JPL's First Astronaut

JPL's First Astronaut
Photograph Number P-28587Bc

In May 1985, JPL celebrated the return of Dr. Taylor Wang to Earth, and to the Lab. Dr. Wang is at the podium, with Dr. Duane F. Dipprey, and JPL Director Dr. Lew Allen on the right. The physicist was JPL's first employee to become an astronaut. He was a payload specialist for the Spacelab 3 mission aboard the space shuttle Challenger (STS-51B), spending 168 hours in space. The shuttle was launched on April 29, 1985 and returned on May 6, after traveling 2.9 million miles in 110 Earth orbits.

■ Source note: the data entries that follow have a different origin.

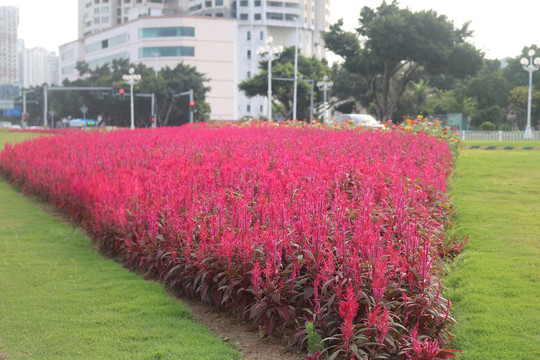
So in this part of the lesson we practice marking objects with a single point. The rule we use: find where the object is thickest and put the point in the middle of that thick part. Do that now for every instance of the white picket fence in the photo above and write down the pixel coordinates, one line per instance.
(496, 135)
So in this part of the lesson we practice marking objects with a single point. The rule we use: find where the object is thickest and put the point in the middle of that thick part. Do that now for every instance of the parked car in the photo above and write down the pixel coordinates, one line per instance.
(357, 120)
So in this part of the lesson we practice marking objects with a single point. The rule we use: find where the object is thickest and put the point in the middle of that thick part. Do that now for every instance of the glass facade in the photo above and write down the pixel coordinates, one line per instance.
(166, 51)
(100, 45)
(166, 32)
(106, 60)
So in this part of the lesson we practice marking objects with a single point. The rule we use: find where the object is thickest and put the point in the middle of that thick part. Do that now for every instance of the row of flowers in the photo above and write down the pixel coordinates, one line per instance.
(336, 233)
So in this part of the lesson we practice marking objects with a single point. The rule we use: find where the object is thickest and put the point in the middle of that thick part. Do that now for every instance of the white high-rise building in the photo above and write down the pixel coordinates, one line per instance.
(256, 22)
(38, 67)
(9, 60)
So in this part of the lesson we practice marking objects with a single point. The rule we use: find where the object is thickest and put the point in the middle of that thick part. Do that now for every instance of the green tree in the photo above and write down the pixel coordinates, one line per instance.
(308, 68)
(349, 92)
(394, 46)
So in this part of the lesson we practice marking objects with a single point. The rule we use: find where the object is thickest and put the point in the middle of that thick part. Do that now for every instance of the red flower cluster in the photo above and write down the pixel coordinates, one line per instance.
(283, 225)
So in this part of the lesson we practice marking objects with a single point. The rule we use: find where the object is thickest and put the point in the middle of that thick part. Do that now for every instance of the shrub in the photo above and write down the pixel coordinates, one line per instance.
(285, 225)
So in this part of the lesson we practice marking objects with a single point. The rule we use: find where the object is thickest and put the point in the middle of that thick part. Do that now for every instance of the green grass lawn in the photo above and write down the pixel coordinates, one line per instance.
(519, 144)
(495, 283)
(59, 299)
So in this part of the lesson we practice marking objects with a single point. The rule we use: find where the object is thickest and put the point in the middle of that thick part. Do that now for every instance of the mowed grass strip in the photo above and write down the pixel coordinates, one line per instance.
(495, 283)
(59, 299)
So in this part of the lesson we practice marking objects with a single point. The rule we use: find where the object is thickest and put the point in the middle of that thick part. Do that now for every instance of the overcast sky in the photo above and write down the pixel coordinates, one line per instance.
(501, 28)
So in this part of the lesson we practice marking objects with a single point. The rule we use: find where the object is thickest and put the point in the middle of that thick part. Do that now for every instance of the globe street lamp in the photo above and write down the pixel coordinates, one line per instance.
(325, 86)
(531, 66)
(132, 79)
(269, 53)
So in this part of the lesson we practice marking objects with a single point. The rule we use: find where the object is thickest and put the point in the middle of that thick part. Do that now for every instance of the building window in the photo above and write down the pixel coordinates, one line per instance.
(292, 5)
(179, 31)
(69, 54)
(68, 70)
(166, 51)
(291, 17)
(274, 16)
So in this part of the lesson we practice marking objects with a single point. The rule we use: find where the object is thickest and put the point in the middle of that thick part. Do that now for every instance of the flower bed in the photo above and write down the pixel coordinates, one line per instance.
(289, 226)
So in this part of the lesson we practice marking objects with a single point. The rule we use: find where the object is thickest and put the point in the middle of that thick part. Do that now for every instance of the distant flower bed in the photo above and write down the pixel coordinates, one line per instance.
(337, 231)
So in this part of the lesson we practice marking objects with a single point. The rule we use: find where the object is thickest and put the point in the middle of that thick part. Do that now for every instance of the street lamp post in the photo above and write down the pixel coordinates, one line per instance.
(156, 54)
(531, 66)
(51, 114)
(295, 94)
(132, 79)
(269, 53)
(84, 109)
(325, 86)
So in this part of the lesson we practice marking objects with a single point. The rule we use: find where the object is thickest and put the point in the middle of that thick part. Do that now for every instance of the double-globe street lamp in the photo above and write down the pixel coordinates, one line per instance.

Dr. Wang and his co-investigator, Dr. Eugene Trinh, designed the Drop Dynamics Module (DDM) to study the behavior of water and silicone oil droplets in the weightless environment of space. The DDM experiments investigated methods for containerless processing -- the processing of materials while they are suspended, out of contact with any surface that could cause imperfections.

Dr. Wang prepared for two years to take part in this mission. Dr. Trinh was his back-up for the 1985 mission and flew his own mission on the shuttle Columbia in 1992, also as a payload specialist. NASA's current Deputy Administrator Fred Gregory, a former astronaut, was the pilot for the 1985 mission.